Van vrijwel alle werken kan worden gezegd dat zij zich met het einde van de wereld bezighouden, dat in hun ogen nabij is. Vrijwel alle werken kennen symboliek van "weken", "dagen" of "jaren" (zie bijvoorbeeld Openbaring van 1 Henoch 91-93 of vergelijk Jubileeën met Leviticus 25). Om niet al te concreet te worden, worden soms onberekenheidsfactoren toegevoegd, zoals in Daniël 7:25: "tijd, tijden en een halve tijd".

Werken binnen dit genre maken uitputtend gebruik van beelden uit het Oude Testament en hun eigen omgeving om het decor van het einde van de wereld te bouwen. Daarnaast verschijnen de volgende zaken met grote regelmaat:

  • De boze machten zullen tegen het wereldeinde al hun krachten nog eens bundelen om zich te handhaven. Chaotische toestanden in de wereld (oorlog, familieruzies, dwaalleraren) en in de natuur (honger, aardbevingen) worden in dit licht geplaatst.
  • Te midden van deze chaos zal God verschijnen en orde op zaken stellen (als bij de schepping). Hij vaagt het oude weg en gaat zijn definitieve rijk stichten, soms met behulp van een heilsmiddelaar (Messias, hogepriester, Mensenzoon). In latere werken gaat hieraan nog een tussenfase vooraf, een "voorlopig aards rijk".
  • God spreekt definitief zijn afschuw uit over de trouwelozen en zijn goedkeuring over de gehoorzamen in een laatste oordeel. De troon of tronen worden hiervoor in gereedheid gebracht.
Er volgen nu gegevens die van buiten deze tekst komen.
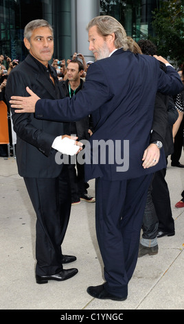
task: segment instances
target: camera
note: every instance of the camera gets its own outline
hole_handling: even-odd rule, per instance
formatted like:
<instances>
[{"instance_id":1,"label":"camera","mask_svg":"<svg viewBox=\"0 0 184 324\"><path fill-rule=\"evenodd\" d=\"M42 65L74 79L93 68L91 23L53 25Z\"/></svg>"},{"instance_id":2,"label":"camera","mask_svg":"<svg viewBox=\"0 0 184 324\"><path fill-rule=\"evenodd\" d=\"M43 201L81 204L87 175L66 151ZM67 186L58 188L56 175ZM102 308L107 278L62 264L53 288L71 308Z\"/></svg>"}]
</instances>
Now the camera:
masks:
<instances>
[{"instance_id":1,"label":"camera","mask_svg":"<svg viewBox=\"0 0 184 324\"><path fill-rule=\"evenodd\" d=\"M16 60L15 61L12 62L12 65L13 66L15 66L15 65L18 65L18 60Z\"/></svg>"}]
</instances>

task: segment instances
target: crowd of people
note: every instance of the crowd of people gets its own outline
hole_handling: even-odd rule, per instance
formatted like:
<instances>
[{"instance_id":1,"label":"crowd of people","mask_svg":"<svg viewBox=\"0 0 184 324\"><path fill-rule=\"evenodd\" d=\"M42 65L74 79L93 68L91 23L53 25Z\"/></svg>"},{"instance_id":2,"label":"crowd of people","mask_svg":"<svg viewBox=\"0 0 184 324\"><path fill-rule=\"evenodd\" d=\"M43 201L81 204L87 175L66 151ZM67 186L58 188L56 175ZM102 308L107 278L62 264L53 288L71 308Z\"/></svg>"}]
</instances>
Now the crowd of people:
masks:
<instances>
[{"instance_id":1,"label":"crowd of people","mask_svg":"<svg viewBox=\"0 0 184 324\"><path fill-rule=\"evenodd\" d=\"M176 134L183 120L184 90L180 78L184 83L184 67L176 73L165 59L157 56L152 43L144 40L136 43L112 17L92 19L88 31L95 64L74 53L67 64L65 59L54 59L49 65L54 50L52 28L43 20L31 21L24 34L29 54L16 69L10 59L8 61L8 83L2 88L7 87L5 100L10 101L17 134L19 173L24 178L37 216L36 283L63 281L77 274L76 268L63 270L62 264L76 257L63 254L61 245L71 205L83 199L96 203L97 237L106 280L103 285L89 287L87 292L100 299L124 301L137 257L157 254L157 238L175 234L165 176L168 156L177 150ZM37 34L41 45L36 43ZM41 52L41 46L48 50ZM23 81L25 70L27 78ZM129 74L133 74L133 79ZM26 86L30 89L25 90ZM135 113L136 126L133 119ZM70 147L78 146L79 152L83 139L91 141L93 147L95 141L92 144L91 139L116 140L119 136L130 139L131 144L133 166L126 172L117 172L115 164L95 163L86 165L84 176L84 165L77 161L56 165L54 150L73 156ZM67 139L69 142L65 145ZM183 147L183 125L181 139ZM143 154L141 165L137 162L139 150ZM172 166L184 168L179 160L178 163L173 161ZM93 178L95 199L87 193L87 181ZM176 207L184 207L183 192Z\"/></svg>"}]
</instances>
Soms laat JHWH de uitvoering over aan een vertegenwoordiger, bijvoorbeeld de Mensenzoon (Henoch 61:8-10).
  • Het lot van de trouwelozen en gehoorzamen wordt uitvoerig belicht: vernietiging of foltering voor de eersten, een nieuw paradijs of nieuw Jeruzalem voor de laatsten.
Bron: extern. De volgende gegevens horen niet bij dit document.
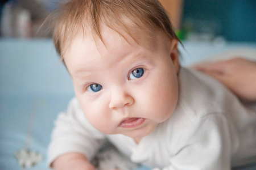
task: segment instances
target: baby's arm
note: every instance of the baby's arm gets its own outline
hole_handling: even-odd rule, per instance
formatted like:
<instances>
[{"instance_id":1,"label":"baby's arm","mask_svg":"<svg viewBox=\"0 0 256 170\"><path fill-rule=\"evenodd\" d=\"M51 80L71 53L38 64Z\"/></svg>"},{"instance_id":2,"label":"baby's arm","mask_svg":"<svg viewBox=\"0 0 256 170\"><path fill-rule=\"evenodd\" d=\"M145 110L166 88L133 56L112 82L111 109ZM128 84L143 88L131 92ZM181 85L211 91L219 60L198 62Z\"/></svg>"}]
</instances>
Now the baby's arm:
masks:
<instances>
[{"instance_id":1,"label":"baby's arm","mask_svg":"<svg viewBox=\"0 0 256 170\"><path fill-rule=\"evenodd\" d=\"M256 101L256 62L234 58L193 67L217 79L239 97Z\"/></svg>"},{"instance_id":2,"label":"baby's arm","mask_svg":"<svg viewBox=\"0 0 256 170\"><path fill-rule=\"evenodd\" d=\"M58 157L52 164L55 170L95 170L86 157L79 153L68 153Z\"/></svg>"},{"instance_id":3,"label":"baby's arm","mask_svg":"<svg viewBox=\"0 0 256 170\"><path fill-rule=\"evenodd\" d=\"M55 122L48 147L48 164L56 170L94 169L89 162L105 141L105 135L89 124L77 100Z\"/></svg>"},{"instance_id":4,"label":"baby's arm","mask_svg":"<svg viewBox=\"0 0 256 170\"><path fill-rule=\"evenodd\" d=\"M231 154L238 140L228 121L223 114L214 113L193 121L189 129L180 134L182 141L166 148L171 152L177 150L168 156L170 164L153 169L230 170Z\"/></svg>"}]
</instances>

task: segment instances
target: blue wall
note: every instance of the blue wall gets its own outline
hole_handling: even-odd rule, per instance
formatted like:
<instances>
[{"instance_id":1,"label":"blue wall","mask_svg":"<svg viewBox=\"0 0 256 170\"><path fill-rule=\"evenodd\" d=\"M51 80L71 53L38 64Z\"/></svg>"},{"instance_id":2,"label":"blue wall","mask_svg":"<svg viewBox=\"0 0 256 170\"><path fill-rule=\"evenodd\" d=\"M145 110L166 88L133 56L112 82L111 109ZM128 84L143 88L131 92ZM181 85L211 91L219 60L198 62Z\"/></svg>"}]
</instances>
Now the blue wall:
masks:
<instances>
[{"instance_id":1,"label":"blue wall","mask_svg":"<svg viewBox=\"0 0 256 170\"><path fill-rule=\"evenodd\" d=\"M256 41L255 0L185 0L183 21L209 20L228 41Z\"/></svg>"}]
</instances>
Casper Labuschagne (1977, 2011) vatte het genre als volgt samen: 'Een apocalyptisch boek is een troostboek, ontstaan in een situatie van bedreigd bestaan en het houdt zich bezig met het einde en de ondergang van de wereld van de verdrukker. Daarbij gaat het niet om schrikaanjagende voorspellingen over het einde van ónze wereld, maar om een verwachting betreffende de ineenstorting van de vreemde overheersing waaronder men in de eigen tijd gebukt ging'. Hij zei erbij dat het apocalyptische bijbelboek Daniël 'een der meest misverstane en misbruikte boeken van het Oude Testament' was.[3]

Apocalyptische werken

[bewerken | brontekst bewerken]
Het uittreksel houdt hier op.